(Diogenes, 276 S., HC)
Bereits mit seinen drei vorangegangenen, oft preisgekrönten Büchern „Die Sache mit dem Dezember“, „Die Gesichter der Wahrheit“ und „Die Lieben der Melody Shee“ hat sich der 1976 geborene Ire Donal Ryan zu einer international gefeierten eigenständigen Stimme in der irischen Literatur entwickelt. Nachdem er mit seinem letzten Roman „Die Lieben der Melody Shee“ das Schicksal zweier Frauen erzählte, stehen in seinem neuen Werk drei Männer im Mittelpunkt, deren jeweilige Geschichten zunächst nacheinander in eigenen Kapiteln thematisiert werden, bevor sie im vierten und abschließenden Kapitel auf fast magische Weise zusammengeführt werden.

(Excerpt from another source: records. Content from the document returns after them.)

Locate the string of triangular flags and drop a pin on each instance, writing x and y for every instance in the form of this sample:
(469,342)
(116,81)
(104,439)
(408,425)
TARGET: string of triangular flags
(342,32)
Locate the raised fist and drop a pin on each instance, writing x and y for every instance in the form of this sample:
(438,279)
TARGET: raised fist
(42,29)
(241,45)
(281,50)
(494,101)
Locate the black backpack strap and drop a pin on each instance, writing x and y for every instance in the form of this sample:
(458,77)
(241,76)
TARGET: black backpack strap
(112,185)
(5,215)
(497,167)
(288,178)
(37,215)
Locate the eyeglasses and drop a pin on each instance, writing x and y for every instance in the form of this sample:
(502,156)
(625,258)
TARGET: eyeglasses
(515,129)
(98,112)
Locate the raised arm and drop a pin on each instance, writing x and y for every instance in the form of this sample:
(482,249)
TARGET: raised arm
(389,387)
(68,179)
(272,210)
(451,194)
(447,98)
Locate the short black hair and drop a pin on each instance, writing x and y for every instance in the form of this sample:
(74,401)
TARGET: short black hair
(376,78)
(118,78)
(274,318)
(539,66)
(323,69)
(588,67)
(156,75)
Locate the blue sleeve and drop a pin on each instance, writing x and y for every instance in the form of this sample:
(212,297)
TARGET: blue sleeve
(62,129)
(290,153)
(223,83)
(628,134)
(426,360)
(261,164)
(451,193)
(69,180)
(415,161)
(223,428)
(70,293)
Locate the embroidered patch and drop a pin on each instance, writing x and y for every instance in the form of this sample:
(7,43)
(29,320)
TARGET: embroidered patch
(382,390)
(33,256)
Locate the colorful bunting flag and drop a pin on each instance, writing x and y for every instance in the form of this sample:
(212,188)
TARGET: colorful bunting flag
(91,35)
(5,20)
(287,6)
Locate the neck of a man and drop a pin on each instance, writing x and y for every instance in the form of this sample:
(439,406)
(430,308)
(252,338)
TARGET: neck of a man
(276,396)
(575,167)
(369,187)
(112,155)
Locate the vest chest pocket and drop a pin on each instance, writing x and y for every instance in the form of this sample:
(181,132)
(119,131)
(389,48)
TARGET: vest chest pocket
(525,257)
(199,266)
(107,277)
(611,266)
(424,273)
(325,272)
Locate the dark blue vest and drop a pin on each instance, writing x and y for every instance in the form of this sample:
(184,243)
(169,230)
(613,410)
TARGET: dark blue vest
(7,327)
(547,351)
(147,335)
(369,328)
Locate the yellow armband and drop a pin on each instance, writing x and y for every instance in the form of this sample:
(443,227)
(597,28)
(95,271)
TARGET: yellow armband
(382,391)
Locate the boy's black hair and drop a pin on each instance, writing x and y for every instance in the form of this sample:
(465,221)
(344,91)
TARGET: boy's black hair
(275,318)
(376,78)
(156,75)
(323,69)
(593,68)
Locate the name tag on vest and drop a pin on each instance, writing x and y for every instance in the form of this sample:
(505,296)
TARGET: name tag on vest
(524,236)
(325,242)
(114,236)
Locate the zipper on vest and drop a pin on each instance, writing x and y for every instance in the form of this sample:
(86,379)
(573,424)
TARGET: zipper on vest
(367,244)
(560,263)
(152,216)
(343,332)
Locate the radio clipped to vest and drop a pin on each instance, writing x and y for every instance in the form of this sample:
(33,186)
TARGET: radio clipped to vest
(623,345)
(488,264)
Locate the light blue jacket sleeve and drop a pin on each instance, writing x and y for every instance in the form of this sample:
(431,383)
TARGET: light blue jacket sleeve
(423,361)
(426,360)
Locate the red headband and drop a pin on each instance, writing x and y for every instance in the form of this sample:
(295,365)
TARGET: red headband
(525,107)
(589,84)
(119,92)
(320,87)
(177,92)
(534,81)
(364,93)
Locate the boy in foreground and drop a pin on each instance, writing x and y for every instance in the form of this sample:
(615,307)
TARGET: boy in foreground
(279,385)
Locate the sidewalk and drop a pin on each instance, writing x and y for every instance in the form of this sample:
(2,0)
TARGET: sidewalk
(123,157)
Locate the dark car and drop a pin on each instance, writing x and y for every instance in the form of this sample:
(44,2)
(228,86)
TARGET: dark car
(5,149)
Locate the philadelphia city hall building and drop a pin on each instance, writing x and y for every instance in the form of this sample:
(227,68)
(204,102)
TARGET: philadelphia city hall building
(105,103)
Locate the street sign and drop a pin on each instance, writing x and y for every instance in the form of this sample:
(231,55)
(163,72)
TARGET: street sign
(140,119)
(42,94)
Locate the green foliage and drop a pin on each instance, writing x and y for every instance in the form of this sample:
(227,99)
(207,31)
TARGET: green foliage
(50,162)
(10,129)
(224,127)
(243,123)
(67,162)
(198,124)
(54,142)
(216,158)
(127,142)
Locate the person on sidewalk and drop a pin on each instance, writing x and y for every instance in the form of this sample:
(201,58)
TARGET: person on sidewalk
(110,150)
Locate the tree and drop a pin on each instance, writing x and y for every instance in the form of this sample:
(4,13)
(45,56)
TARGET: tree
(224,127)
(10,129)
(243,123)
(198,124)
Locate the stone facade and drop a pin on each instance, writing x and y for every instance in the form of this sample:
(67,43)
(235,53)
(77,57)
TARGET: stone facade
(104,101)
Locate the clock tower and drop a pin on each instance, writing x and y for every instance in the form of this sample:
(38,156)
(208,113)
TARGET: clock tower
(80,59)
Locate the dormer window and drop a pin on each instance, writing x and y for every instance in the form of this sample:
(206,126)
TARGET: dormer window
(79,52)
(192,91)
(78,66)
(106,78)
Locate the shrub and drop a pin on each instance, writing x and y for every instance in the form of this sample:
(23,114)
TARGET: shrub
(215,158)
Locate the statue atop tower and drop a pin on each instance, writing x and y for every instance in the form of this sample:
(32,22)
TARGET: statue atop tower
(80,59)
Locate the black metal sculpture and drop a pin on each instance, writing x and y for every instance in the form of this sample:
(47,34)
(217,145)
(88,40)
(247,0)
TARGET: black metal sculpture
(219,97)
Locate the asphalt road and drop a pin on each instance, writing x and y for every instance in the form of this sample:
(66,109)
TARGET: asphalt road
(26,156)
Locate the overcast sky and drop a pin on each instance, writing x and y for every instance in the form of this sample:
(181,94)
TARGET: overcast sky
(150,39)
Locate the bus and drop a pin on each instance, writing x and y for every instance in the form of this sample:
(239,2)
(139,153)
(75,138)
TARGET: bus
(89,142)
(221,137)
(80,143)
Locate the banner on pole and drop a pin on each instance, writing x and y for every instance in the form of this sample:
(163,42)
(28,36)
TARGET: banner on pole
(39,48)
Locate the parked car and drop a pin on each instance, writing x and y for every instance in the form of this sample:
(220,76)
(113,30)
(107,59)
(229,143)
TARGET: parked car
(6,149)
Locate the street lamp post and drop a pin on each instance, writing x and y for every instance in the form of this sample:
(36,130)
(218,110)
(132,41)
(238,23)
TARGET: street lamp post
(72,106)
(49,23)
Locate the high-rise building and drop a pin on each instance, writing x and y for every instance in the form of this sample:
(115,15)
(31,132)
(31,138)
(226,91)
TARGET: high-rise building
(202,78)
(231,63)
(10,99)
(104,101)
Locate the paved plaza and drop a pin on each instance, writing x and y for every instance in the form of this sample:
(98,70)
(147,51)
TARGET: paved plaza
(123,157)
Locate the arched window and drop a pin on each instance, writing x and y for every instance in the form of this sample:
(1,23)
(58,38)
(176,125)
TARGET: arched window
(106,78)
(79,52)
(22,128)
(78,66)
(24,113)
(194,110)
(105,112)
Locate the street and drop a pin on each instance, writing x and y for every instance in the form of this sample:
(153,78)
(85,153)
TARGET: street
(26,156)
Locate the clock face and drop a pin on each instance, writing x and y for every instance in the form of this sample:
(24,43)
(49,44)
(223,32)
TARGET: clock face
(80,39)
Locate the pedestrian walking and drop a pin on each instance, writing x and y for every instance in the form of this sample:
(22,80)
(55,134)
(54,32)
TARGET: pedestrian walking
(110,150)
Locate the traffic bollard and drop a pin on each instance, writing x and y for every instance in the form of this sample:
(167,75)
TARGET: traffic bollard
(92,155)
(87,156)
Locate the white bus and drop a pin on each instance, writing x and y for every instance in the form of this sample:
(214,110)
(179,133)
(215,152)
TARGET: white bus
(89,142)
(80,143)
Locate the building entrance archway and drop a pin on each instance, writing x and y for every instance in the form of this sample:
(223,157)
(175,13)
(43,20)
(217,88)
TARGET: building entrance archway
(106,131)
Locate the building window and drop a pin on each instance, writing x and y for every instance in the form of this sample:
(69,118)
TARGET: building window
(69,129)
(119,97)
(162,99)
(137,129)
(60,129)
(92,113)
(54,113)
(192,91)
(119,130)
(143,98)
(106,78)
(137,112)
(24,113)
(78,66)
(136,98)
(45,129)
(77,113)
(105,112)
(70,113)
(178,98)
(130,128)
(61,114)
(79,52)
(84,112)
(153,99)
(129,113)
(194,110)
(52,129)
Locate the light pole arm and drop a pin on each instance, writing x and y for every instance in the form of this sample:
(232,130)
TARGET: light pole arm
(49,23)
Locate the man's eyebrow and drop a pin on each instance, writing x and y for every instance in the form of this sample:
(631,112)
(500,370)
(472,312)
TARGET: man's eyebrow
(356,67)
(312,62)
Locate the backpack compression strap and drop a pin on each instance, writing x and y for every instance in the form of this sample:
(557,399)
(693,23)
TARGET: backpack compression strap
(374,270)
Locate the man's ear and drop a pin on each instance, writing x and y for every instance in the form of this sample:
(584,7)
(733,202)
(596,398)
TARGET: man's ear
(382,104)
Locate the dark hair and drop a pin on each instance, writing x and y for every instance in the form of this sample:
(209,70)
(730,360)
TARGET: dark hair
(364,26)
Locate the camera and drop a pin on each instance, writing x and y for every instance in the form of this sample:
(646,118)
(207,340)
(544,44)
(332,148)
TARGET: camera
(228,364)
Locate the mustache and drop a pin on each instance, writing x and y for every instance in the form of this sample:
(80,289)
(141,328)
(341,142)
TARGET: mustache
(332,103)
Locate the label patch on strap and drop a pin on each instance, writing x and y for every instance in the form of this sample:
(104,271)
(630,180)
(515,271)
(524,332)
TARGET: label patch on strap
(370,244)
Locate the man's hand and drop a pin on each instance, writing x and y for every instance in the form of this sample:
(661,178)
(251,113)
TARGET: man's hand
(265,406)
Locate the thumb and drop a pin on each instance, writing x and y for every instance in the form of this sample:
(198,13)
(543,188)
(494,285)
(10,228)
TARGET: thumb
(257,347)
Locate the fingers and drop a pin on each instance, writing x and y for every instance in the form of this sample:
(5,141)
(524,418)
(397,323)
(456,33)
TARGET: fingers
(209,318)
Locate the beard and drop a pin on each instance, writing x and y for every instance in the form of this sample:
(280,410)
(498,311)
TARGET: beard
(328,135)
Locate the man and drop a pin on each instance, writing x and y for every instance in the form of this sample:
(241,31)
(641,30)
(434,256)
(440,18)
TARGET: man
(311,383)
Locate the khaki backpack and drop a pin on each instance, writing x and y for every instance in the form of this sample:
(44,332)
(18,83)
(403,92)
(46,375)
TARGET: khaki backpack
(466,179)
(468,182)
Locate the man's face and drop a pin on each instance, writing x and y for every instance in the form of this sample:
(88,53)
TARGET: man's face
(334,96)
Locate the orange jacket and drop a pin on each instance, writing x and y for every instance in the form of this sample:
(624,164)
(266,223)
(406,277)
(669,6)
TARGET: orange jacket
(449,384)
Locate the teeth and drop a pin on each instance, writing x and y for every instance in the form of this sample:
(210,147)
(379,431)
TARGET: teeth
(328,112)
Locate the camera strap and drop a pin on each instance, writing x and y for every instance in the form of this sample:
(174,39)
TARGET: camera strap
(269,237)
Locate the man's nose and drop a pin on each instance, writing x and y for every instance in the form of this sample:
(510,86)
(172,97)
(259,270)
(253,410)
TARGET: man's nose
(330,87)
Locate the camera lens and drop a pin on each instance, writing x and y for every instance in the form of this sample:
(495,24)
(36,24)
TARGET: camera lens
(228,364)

Der syrische Arzt Farouk kommt schwer damit klar, dass seine Frau sich nicht verhüllt und sich so offensichtlich der Begierde anderer Männer zur Schau stellt, während seine Tochter bereits die westliche Kultur mehr als die eigene wertzuschätzen scheint. Als sich die Zeichen für einen Bürgerkrieg mehren, die Polizei zur Miliz wird und immer mehr bewaffnete Fremde das Stadtbild prägen, lässt er sich von einem Schleuser überreden, sich und seine Familie in Sicherheit bringen zu lassen, bevor seine Frau und Tochter vergewaltigt werden und er selbst getötet wird. Doch das Schiff, in das Farouks Familie mit anderen gut gekleideten Passagieren steigt, entpuppt sich nicht als das sichere Boot, das sie nach Europa bringt, sondern dockt auf dem Meer an einen alten Holzkahn an, wo die Passagiere die Überfahrt unter Deck verbringen sollen, bis der Sturm das Boot zwischen den Wellen zerschellen lässt. In Irland muss sich Farouk schließlich damit abfinden, ein neues Leben ohne seine Frau und Tochter zu beginnen.
Der junge Laurence „Lampy“ Shanley lebt mit seiner Mutter Florence und seinem temperamentvollen Großvater Dixie in einer irischen Kleinstadt lebt, wo er als Busfahrer für ein Altenheim arbeitet und die Tatsache verkraften muss, dass seine Freundin Chloe mit ihm Schluss gemacht hat, weil sie in Dublin studieren will. Immerhin hat er mit Eleanor einen kurzfristigen Ersatz mit großen Brüsten aufgetan, begeht allerdings einen fürchterlichen Fehler, als er nach einer Panne den Bus wechseln muss.
„Wie sollte er seinem Großvater klarmachen, dass er doch nur nach einem Ort suchte, an dem an einen Mann andere Maßstäbe angelegt wurden. Die nichts mit Geld oder Sport oder einer Straße in einer Stadt zu tun hatten. Oder war das überall gleich? Er wollte keine Vergangenheit haben, keine Adresse, er wollte einfach nur irgendein Ire sein.“ (S. 140)
Das Trio ganz unterschiedlicher Männer wird durch den von Grund auf bösen John abgerundet, der sich schon bei der Beichte nicht an das Reuegebet erinnern konnte, obwohl er es wenige Stunden zuvor noch in der Schule gesungen hatte. Später sah er tatenlos zu, wie sein sechs Jahre älterer Bruder Edward zuhause nach der Hurling-County-Meisterschaft zusammenbrach und an einem Herzversagen verstarb. John setzte den Kindern in der Schule böse zu, verleumdete auch als Erwachsener Menschen, denen er nicht wohlgesonnen war, verfolgte als Lobbyist gnadenlos seine eigenen Interessen und die seiner Klienten, bis er selbst krank und reumütig wird …
Im letzten, „Seeinseln“ betitelten Kapitel führt Ryan die drei Männerschicksale auf furiose Weise zusammen und findet auch dafür eine eigene Sprache, so wie er für die Geschichten seiner Protagonisten mit je einer eigenen Stimme erzählte. Ryan ist ein Meister darin, sein Publikum mit eindringlichen Schilderungen in die Psyche seiner Figuren hineinzuziehen. Hier sind es vor allem die auch kulturell unterschiedlichen Vorstellungen von Männlichkeit, die die Handlungen von Farouk, Lampy und John prägen und ihr Schicksal bestimmen, und so sehr sie auch an ihren moralischen Grundsätzen festhalten, hadern sie früher oder später mit der Unausweichlichkeit ihres Tuns.
Donal Ryan ist mit „Die Stille des Meeres“ ein Buch gelungen, dessen Seelenfrieden, sehnsuchtsvoll verheißender Titel trügerisch wirkt, denn die Sehnsucht nach Erlösung bleibt für seine Protagonisten unerfüllt.